Now, to get back to my initial statement, “I’ve learned through living that out of great struggle and grief comes great good.” There is no rainbow without the storm first.
|Most spectacular rainbow on the day of David’s service
There is no rainbow without the storm first.
Have you ever been so stressed that you thought your face would crack the first time you laughed and smiled again? We know what that’s like.
When you’re on a hospital floor with severely sick children, and you’re thankful that your child just has a brain tumor (hard as that may seem) you need hope, love, friendship and laughter.
We were very fortunate to have been recipients of bedside laughter and love through a pilot program funded by the Altman foundation. This program later became the Big Apple Circus Clown Care unit conceived by Michael Christensen who is the brilliant Dr. Stubbs and who’s associate is Disorderly Gordoon (Jeff Gordon). After the hospitalization, I knew that this program needed to become permanent. This program has now spread to other facilities in the US and inspired clowns around the world to become doctors of love and laughter to children and families in heart-wrenching situations and often life changing situations.
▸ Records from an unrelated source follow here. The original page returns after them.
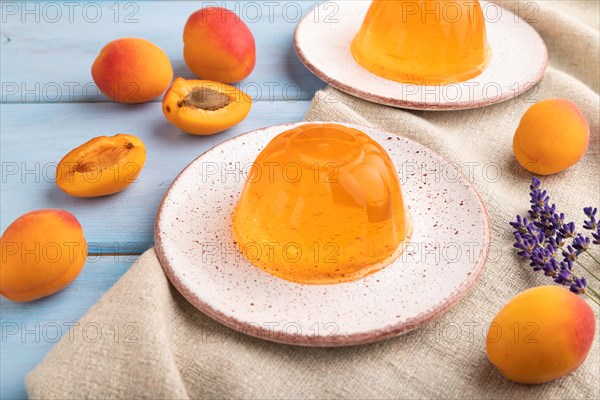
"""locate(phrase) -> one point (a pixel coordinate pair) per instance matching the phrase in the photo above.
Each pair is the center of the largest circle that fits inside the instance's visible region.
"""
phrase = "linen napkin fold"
(154, 344)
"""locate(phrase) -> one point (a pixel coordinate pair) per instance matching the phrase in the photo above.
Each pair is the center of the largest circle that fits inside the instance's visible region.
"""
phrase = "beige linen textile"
(177, 352)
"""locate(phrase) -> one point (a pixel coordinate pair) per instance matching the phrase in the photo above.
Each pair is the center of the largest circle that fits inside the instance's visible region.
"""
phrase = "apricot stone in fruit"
(553, 135)
(132, 70)
(101, 166)
(542, 334)
(41, 253)
(203, 107)
(218, 45)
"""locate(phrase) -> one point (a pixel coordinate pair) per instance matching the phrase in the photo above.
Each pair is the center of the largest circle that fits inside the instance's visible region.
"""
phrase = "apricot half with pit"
(202, 107)
(41, 253)
(101, 166)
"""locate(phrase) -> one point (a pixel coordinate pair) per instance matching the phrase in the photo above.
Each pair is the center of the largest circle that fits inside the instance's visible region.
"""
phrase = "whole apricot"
(101, 166)
(41, 253)
(218, 45)
(552, 136)
(204, 107)
(542, 334)
(132, 70)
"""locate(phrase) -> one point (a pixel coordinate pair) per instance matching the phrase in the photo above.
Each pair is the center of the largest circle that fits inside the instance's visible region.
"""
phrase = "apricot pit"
(201, 107)
(101, 166)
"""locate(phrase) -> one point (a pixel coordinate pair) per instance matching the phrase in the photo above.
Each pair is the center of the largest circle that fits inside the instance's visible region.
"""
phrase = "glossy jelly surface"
(321, 204)
(425, 42)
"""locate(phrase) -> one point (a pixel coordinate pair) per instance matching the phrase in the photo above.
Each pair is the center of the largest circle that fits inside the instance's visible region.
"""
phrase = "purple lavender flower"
(568, 230)
(564, 277)
(544, 238)
(590, 224)
(578, 286)
(569, 253)
(596, 236)
(581, 243)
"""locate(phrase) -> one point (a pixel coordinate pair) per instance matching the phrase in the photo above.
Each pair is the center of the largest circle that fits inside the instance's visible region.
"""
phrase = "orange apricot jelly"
(321, 204)
(425, 42)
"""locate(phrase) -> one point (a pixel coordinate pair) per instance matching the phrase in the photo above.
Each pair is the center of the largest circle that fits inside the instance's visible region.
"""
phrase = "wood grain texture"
(36, 136)
(48, 50)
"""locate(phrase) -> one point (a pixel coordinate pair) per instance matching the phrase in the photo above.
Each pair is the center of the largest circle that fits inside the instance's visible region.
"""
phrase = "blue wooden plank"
(48, 48)
(36, 136)
(29, 330)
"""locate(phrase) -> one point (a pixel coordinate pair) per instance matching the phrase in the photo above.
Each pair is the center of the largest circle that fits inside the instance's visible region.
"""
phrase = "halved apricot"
(102, 166)
(201, 107)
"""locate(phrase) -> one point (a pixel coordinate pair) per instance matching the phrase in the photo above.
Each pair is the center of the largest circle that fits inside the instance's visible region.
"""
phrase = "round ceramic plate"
(519, 60)
(442, 261)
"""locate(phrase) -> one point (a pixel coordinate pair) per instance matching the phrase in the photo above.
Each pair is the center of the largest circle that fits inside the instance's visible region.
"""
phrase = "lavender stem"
(589, 253)
(593, 299)
(587, 270)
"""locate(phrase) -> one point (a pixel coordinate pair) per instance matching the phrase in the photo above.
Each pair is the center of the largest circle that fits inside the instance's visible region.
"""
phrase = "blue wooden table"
(50, 105)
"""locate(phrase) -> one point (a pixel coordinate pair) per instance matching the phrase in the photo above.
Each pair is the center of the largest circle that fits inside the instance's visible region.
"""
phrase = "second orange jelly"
(425, 42)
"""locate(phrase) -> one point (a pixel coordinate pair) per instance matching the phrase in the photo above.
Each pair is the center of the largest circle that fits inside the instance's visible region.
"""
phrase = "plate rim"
(417, 105)
(371, 336)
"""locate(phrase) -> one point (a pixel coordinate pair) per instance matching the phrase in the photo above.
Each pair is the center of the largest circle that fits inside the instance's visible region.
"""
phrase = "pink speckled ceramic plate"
(444, 258)
(519, 60)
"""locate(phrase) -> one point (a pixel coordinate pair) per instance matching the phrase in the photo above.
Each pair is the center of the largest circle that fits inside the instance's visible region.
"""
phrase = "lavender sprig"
(552, 245)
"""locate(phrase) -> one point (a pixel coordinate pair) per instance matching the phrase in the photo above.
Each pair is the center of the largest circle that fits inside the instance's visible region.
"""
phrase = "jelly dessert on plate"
(425, 42)
(322, 204)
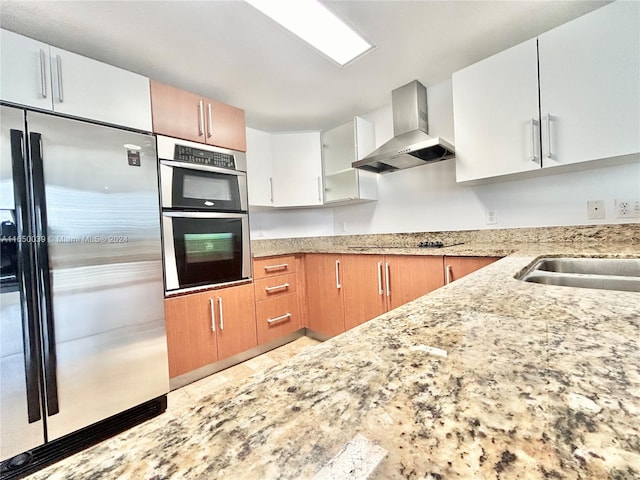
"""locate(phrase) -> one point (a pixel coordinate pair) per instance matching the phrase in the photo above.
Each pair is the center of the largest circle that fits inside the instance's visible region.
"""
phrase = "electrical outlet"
(627, 208)
(595, 209)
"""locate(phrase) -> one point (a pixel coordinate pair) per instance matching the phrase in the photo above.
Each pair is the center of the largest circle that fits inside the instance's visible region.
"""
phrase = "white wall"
(427, 198)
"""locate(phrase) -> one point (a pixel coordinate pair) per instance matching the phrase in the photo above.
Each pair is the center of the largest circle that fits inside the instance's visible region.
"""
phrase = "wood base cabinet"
(457, 267)
(205, 327)
(325, 310)
(344, 291)
(182, 114)
(278, 311)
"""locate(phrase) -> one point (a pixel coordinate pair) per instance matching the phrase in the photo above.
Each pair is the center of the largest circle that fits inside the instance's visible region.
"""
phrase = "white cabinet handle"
(43, 74)
(201, 118)
(213, 315)
(221, 313)
(210, 129)
(388, 282)
(534, 158)
(277, 319)
(281, 266)
(271, 189)
(284, 286)
(59, 73)
(548, 122)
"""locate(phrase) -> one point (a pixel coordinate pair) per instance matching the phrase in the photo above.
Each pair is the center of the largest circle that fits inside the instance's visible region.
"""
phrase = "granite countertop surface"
(486, 378)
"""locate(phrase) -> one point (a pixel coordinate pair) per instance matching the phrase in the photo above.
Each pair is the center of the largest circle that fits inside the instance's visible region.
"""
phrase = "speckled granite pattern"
(538, 382)
(496, 242)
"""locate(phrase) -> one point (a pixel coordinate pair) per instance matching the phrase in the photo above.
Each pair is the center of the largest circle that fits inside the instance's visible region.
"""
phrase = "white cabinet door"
(297, 169)
(590, 86)
(496, 118)
(24, 71)
(87, 88)
(259, 168)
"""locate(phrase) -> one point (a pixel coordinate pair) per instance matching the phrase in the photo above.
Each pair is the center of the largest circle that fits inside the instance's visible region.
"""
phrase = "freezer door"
(20, 413)
(105, 270)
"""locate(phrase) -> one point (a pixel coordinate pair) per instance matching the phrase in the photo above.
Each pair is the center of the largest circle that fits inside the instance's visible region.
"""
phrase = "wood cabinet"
(208, 326)
(342, 183)
(346, 290)
(182, 114)
(278, 311)
(588, 91)
(325, 309)
(457, 267)
(39, 75)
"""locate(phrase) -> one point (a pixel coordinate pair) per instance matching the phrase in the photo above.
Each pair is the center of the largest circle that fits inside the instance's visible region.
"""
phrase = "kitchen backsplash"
(590, 234)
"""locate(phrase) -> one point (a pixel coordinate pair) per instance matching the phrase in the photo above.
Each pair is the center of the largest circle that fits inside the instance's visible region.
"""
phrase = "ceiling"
(229, 51)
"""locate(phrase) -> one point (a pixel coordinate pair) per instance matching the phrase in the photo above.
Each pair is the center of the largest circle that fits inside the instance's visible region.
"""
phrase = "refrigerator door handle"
(42, 272)
(25, 255)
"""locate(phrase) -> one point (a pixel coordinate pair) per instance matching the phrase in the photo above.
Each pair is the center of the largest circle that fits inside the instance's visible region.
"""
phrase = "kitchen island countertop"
(486, 378)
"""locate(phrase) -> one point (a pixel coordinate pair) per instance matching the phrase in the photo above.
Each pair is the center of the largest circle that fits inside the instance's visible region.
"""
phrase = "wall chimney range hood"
(411, 144)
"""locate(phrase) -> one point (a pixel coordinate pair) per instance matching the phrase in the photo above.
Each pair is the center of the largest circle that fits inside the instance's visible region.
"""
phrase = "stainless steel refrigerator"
(82, 333)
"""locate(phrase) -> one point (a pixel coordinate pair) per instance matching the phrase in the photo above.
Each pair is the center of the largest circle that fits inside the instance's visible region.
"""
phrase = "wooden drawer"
(275, 287)
(270, 267)
(277, 317)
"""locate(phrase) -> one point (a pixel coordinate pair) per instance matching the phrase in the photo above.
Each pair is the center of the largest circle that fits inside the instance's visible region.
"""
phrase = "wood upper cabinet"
(364, 288)
(457, 267)
(325, 309)
(182, 114)
(209, 326)
(409, 277)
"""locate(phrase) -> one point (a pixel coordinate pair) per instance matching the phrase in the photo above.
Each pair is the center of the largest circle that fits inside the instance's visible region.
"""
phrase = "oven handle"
(203, 168)
(181, 214)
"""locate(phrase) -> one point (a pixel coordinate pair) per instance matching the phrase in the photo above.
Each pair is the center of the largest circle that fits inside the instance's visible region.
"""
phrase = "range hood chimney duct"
(411, 144)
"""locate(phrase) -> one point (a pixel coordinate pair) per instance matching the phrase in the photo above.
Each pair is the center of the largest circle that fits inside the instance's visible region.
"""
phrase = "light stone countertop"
(486, 378)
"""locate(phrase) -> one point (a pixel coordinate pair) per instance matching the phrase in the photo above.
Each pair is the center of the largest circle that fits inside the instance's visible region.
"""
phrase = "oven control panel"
(204, 157)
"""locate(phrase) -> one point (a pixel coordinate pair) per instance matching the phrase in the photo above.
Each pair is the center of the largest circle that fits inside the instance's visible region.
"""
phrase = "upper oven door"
(195, 187)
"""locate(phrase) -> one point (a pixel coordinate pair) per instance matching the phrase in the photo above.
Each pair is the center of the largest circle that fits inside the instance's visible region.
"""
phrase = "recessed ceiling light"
(316, 25)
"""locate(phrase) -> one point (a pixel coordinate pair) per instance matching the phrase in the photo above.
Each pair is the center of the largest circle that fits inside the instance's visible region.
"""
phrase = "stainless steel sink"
(603, 273)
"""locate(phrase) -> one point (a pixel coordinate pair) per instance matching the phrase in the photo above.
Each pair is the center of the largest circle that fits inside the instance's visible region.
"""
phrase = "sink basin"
(602, 273)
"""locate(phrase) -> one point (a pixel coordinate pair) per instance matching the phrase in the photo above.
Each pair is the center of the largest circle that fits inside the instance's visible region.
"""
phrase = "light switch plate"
(595, 209)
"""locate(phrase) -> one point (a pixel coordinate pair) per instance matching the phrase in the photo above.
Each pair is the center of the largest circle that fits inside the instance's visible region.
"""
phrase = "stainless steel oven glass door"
(203, 248)
(198, 187)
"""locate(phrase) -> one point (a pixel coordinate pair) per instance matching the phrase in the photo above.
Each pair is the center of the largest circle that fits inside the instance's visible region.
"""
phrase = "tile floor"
(190, 394)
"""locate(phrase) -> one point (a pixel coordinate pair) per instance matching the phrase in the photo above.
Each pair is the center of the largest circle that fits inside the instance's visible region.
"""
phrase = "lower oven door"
(202, 248)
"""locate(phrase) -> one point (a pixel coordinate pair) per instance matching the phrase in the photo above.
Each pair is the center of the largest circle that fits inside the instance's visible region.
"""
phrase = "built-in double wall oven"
(205, 222)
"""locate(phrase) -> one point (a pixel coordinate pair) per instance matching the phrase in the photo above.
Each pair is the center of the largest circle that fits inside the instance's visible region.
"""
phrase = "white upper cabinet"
(38, 75)
(297, 169)
(259, 168)
(342, 183)
(586, 105)
(90, 89)
(496, 118)
(25, 78)
(590, 86)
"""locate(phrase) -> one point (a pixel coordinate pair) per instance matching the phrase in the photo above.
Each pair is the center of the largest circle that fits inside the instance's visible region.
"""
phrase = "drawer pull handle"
(284, 286)
(277, 319)
(276, 267)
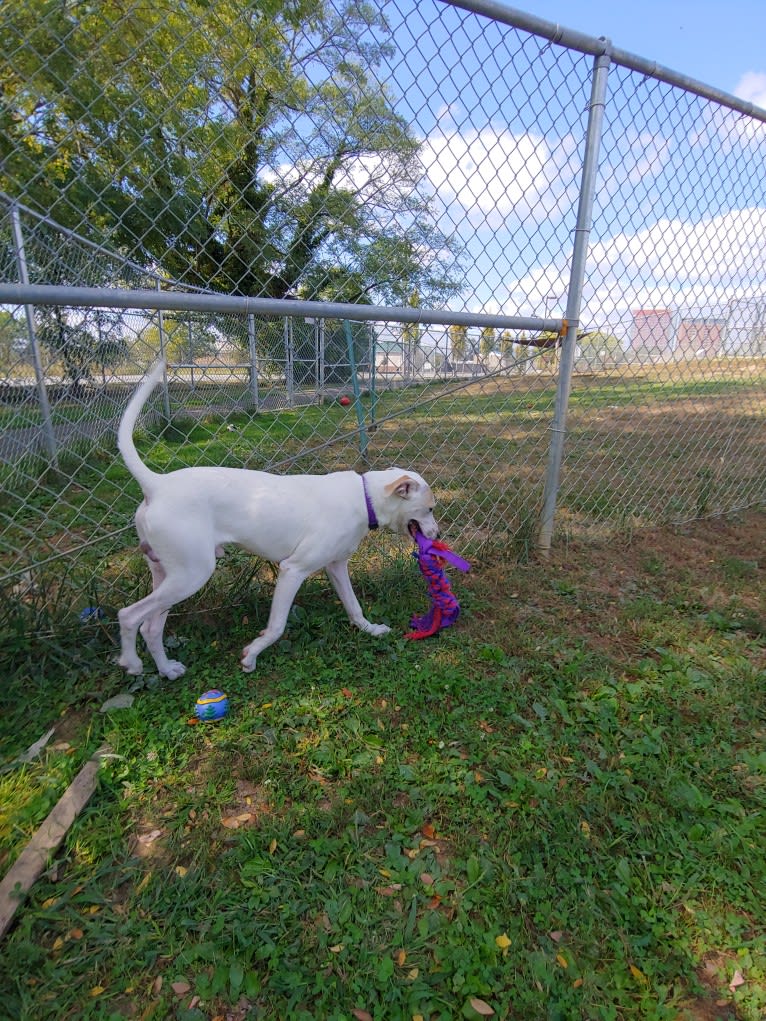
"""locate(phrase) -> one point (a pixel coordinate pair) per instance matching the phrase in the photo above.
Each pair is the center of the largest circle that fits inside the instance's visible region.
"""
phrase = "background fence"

As an example, Dr. Stubbs came into the hospital room and decided we as parents needed the “chicken prescription” perhaps based on the theory that chicken soup heals? He instructed us to put our hands under our armpits, to flap our arms like wings while clucking like chickens….what kid doesn’t like their parents acting silly? We all laughed and it broke so much of the tension for us. Surprisingly our faces didn’t crack….but the smile muscles finally got a workout.
David has left us for now but because of David other children will have that same gift of love and laughter in many hospitals here and in other countries worldwide.